Figure 6 presents our proposed CIM circuit architecture integrating a DA circuit architecture in memory without any digital circuits, such as a full adder or shifter circuit, to implement a DA calculation algorithm. In addition, the CIM architecture requires no additional weighting data; correspondingly, placing the results data and the buffer register on the same cell array can reduce both data access time and power consumption. The execution speed depends on the clock frequency, read speed of memory, and length of the calculation unit. Therefore, the novel CIM architecture performs faster than the traditional DA architecture and has lower power consumption because of the operations performed in memory.
Figure 6. Our CIM circuit architecture.
Due to the advantages of the DA algorithm, the precalculated partial sum can be stored in the memory, and the shifter adder can then be used to accumulate the sum of each part. Therefore, our approach uses only a shifter adder and does not require a multiplier with a long critical path or a large area. Our new CIM architecture avoids the lengthy execution steps and additional circuits required by previous methods.
The main components of the DA architecture circuit are the read-only memory (ROM), reg buffer, full adder, and shifter. The following section describes the structure, operation, and implementation of these components to achieve the DA architecture in memory.

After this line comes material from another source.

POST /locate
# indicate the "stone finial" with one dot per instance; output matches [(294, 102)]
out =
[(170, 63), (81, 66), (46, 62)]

3.2.1. Build ROM and Register (Reg) Buffer in the Memory

MRAM is nonvolatile memory, and its read speed is similar to that of DRAM; thus, MRAM is suitable as the storage unit for a DA architecture. To increase the efficiency of in-memory calculation execution and to achieve lower latency and read/write power consumption, the weighted memory and buffer register stored in the CIM are placed on the same cell array shown, as presented in Figure 7. In addition, these defined memory sizes can be changed because the entire memory space, not only one specific part of the memory, can complete CIM operations.
Figure 7. Storage unit configuration.

3.2.2. Shifter

Because the shifter is unavailable in traditional memory, our method adds N-Metal-Oxide Semiconductor (NMOS) and P-Metal-Oxide Semiconductor (PMOS) to the SA circuit architecture, as presented in Figure 8. This change enables the output of the SA to be written into different columns based on shifter control without reading data out of the cell array or rewriting; these processes would otherwise extend the read/write time.
Figure 8. Shift circuit.

3.2.3. Shifter Full-Adder

This unit is used to complete a full adder operation. First, it calculates MAJ(A,B,Cin) to obtain Cout and obtain a sum in parallel in the following step. Then, ( A C i n ) B is performed to obtain sum-reg. Finally, the left shift to the sum is executed for the next shift-adder operation, as presented in Figure 9.
Figure 9. Steps of the shift adder.

4. Experimental Process and Result

4.1. Experimental Process

The simulation was divided into three stages, as presented in Figure 10. First, the Hspice tool was used to obtain a circuit level result. Second, the result was sent to the Nvsim model for simulation by using the memory architecture-level data obtained in stage 1. Subsequently, read/write power consumption and the memory delay were sent to GEM5 to execute system-level calculations. After these three stages of simulation, the written LeNet-5 algorithm could be executed in GEM5 to obtain the read/write power consumption of the entire algorithm. In our simulation, the parameters are set as follows. We considered the setup of our SPICE and process file, referring to references [,], respectively, with read voltage = 6 mV, current = 1 uA, and register = 6 k Ω . For the setup of NVSIM, we choose 1 MB memory with 8 banks, in which each bank has 16 MATs; each MAT has 4 cell arrays; and each cell array is 16 × 1024 bits in size. Additionally, we considered accelerators using 16-bit gradients; we select MNIST as our benchmark dataset, along with the LeNet-5 NN architecture. For the CNN layers of each 32 × 32 image, we developed a bitwise CNN with six convolutional layers, two average pooling layers and two FC layers, which are equivalently implemented by convolutional layers. After collecting this information, we could conduct comparisons using the experimental data. The detailed process of each stage is described in the following paragraph.
Figure 10. Experimental architecture.

4.1.1. SOT-MRAM Simulation

The SOT-MRAM model is built at the circuit level. The MRAM model used in our research is the same as that presented in []. That study’s authors provided the SOT-MRAM Verilog-A model file that is used to facilitate simulations and verifications of the real-world performance of MRAM memory. Figure 11 presents the simulation results of MRAM Verilog-A in Cadence Virtuoso.
Figure 11. Simulated waveform of an MRAM cell.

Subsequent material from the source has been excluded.